KitchenVLA: Iterative Vision-Language Corrections for Robotic Execution of Human Tasks


    •  Lu, K., Ma, C., Hori, C., Romeres, D., "KitchenVLA: Iterative Vision-Language Corrections for Robotic Execution of Human Tasks", IEEE International Conference on Robotics and Automation Workshop on Safely Leveraging Vision-Language Foundation Models in Robotics (SafeLVMs@ICRA), May 2025.
      BibTeX TR2025-068 PDF
      • @inproceedings{Lu2025may,
      • author = {Lu, Kai and Ma, Chenyang and Hori, Chiori and Romeres, Diego},
      • title = {{KitchenVLA: Iterative Vision-Language Corrections for Robotic Execution of Human Tasks}},
      • booktitle = {IEEE International Conference on Robotics and Automation Workshop on Safely Leveraging Vision-Language Foundation Models in Robotics (SafeLVMs@ICRA)},
      • year = 2025,
      • month = may,
      • url = {https://www.merl.com/publications/TR2025-068}
      • }
  • MERL Contacts:
  • Research Areas:

    Artificial Intelligence, Computer Vision, Machine Learning, Robotics, Speech & Audio

Abstract:

In this paper, we present KitchenVLA, a Vision- Language-Action (VLA) framework for generating and optimizing executable robot actions from human instructional videos. While recent advances in video understanding and step generation have shown promising results, translating these steps into robot-executable actions remains challenging, particularly for complex, long-horizon tasks such as those in kitchen environments. These challenges arise from domain discrepancies between human videos and robotic settings, as well as mismatches between human actions and robot capabilities.
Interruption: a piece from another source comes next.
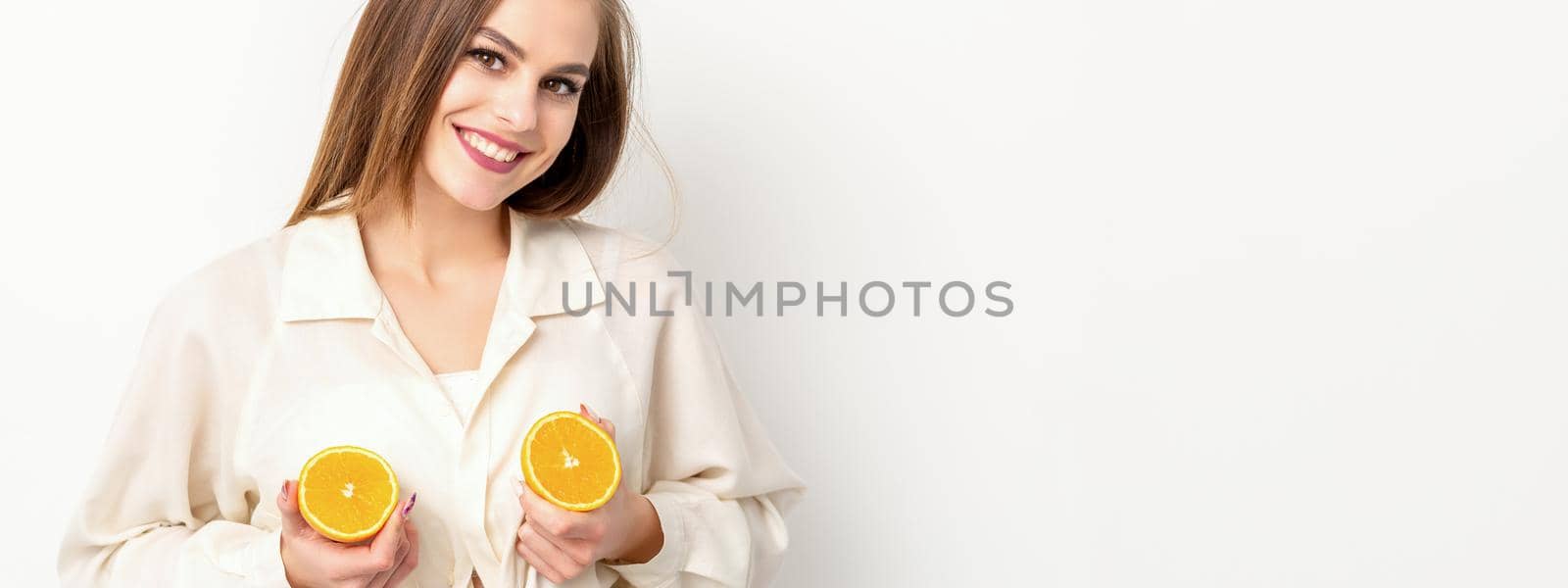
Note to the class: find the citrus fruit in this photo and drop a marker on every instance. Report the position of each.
(347, 493)
(569, 462)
To address these issues, we propose a zero-shot action planning and correction framework, where a Vision-Language Model (VLM) acts as an evaluator to analyze both the original human video and the robot’s observations to detect domain mismatches. The system assesses differences in object states and action feasibility, and generates corrective actions to align the robot’s execution with the intended task. By incorporating keyframe selection, language-guided segmentation, and simulation-based verification, KitchenVLA iteratively refines robotic plans to ensure contextual accuracy and executability. Through domain- aware evaluation and correction, our framework enhances the adaptability and robustness of robotic task execution in kitchen environments, advancing the integration of VLMs into robot learning and executable plan correction.